For most of my life, fighting, running, dodging bullets, having the dexterity to march in or tote the weight of a weapon and field armor, having a fair chance of over-powering an enemy aiming a gun at me, has been lost for me, not in any picture, totally incongruous to who I am. But, as I wrote in my memoir Ten years and Change: A Liberal Boyhood in Minnesota, there was once a time when I could, if only for peer pressure's sake, picture myself that way. Amid all the liberal teachings of my home environment, I added the paragraph to be honest, to reflect the world I knew as a kid:
“Buried deep in the deadened days of my first childhood, peeking culpably from the veils of jack-o-lantern plants, shuffled in the antitheses of boxes of DFL literature, cowering behind trash cans set on the small rocks of our back alley, there was gun play. When there were no roads to grade, new earth to taste or pretend Star Trek beam ups, I heard the sputters of “Tommy guns” as I or my comrades fell. I was the indulgent disciple of the older kid next door. For me then, majority ruled. My best friend joined their army and I was a peering face in the cross-fire...”

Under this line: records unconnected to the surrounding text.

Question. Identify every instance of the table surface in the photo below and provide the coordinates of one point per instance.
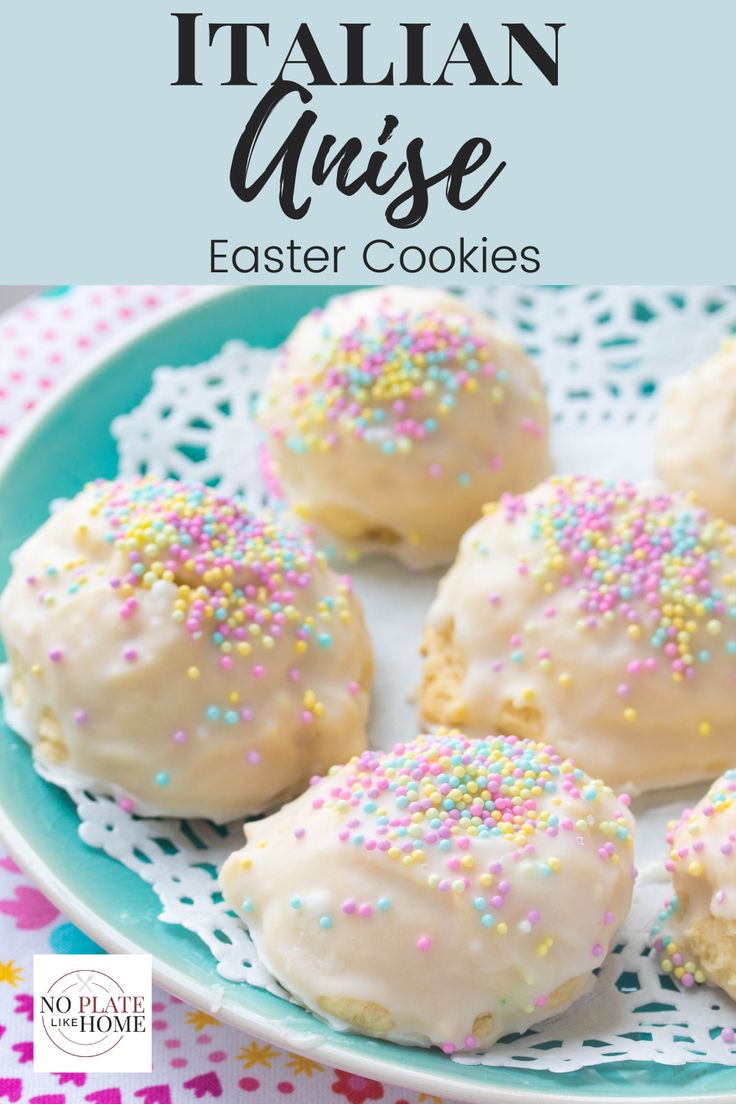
(194, 1055)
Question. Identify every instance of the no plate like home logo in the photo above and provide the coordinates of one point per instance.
(92, 1014)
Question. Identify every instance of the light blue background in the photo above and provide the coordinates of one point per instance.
(624, 173)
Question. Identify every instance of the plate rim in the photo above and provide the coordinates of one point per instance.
(393, 1072)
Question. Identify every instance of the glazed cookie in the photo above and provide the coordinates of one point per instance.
(444, 893)
(394, 414)
(600, 616)
(191, 657)
(695, 935)
(695, 433)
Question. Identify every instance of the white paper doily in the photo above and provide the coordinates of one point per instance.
(604, 353)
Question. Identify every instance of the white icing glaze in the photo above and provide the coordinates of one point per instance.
(361, 898)
(522, 611)
(695, 433)
(112, 692)
(390, 489)
(695, 936)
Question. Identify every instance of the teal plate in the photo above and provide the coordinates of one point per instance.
(64, 446)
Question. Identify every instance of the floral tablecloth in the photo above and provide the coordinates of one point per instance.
(194, 1055)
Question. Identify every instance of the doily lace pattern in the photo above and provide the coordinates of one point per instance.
(605, 353)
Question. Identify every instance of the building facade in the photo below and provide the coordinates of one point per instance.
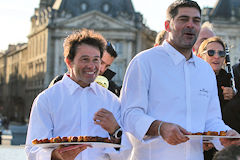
(225, 17)
(29, 68)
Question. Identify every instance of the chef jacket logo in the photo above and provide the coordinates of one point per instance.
(203, 92)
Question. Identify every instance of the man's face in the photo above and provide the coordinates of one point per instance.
(204, 34)
(184, 28)
(85, 66)
(106, 62)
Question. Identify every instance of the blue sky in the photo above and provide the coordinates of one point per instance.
(15, 17)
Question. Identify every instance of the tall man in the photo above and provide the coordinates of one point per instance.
(76, 106)
(171, 101)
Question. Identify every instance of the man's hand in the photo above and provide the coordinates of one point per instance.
(207, 146)
(69, 152)
(229, 141)
(106, 120)
(173, 133)
(228, 93)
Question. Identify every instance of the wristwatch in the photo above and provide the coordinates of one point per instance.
(117, 134)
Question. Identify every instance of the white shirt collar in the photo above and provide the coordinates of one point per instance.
(175, 55)
(73, 86)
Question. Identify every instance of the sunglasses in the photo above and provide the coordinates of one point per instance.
(212, 53)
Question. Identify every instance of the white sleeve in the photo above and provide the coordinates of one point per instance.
(214, 120)
(134, 99)
(40, 127)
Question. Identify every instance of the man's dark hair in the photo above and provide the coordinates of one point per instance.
(172, 10)
(111, 50)
(83, 36)
(229, 153)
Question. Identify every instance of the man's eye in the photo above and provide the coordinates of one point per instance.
(85, 60)
(197, 20)
(183, 19)
(96, 60)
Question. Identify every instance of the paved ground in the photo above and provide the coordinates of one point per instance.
(12, 152)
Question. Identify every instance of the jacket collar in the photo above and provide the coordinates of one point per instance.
(72, 86)
(175, 55)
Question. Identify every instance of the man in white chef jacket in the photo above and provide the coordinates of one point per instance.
(168, 92)
(76, 105)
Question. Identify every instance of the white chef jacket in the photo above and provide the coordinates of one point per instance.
(67, 109)
(160, 84)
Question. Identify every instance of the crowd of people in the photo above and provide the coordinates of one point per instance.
(174, 89)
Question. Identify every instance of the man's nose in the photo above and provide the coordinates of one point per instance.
(190, 24)
(91, 65)
(102, 68)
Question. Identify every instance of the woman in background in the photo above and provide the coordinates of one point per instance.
(212, 50)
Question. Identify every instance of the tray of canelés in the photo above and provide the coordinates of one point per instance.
(210, 135)
(94, 141)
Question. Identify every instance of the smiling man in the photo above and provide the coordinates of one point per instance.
(171, 101)
(76, 105)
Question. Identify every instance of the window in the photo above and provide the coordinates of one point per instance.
(106, 7)
(119, 48)
(84, 6)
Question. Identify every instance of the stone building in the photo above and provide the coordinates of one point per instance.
(225, 17)
(29, 68)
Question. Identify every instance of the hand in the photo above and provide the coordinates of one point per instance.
(69, 152)
(228, 93)
(173, 133)
(106, 120)
(207, 146)
(230, 141)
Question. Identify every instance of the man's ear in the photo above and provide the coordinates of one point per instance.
(68, 62)
(167, 25)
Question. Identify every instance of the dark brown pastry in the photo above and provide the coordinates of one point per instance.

It was me then, when I was four or five. I was coordinated, quick, and might have, in some universe,made a good military man. I was though, if unprovoked, a pretty peaceful kid. I'm more peace oriented as an adult perhaps because I can't even conceive of that world, a world in which I could be included in any kind of military action

Each Memorial Day I think about all who have answered the call to arms, for whatever reason, even if it was just because they took and oath (something I will credit them more now for doing than their commander in chief). I am a fair liberal and truly believe war is rarely the answer to anything. Dylan sang “the loser now will be later to win.” I am skeptical of the notion that anyone truly wins in the long-run from war. Vietnam was a losing proposition from about 1959. Fifteen years later, hours after the last helicopter left the US embassy, the NVA raised its flag above the Independence Palace. South Vietnam's president Duong Van Minh surrendered to the Communists. The US had invested billions of dollars and 361,864 dead or wounded lives to buy South Vietnam a few hours of freedom. No one won, but in the long run, no one really lost. Yes, every war has a loser, and in this case it was the US and its allies, the Vietnamese, north and south. Yes, surrenderers lose in the books. Lee to Grant, Hitler to Ike. Slaves were free, a nation reconstructed. The Third Reich was put to rest, Jews were liberated from death camps. Life goes on, victory's assets get better and worse.

To all those past and current fighting men and women I say, with maybe a little envy or resentment that I never had that option, thank you.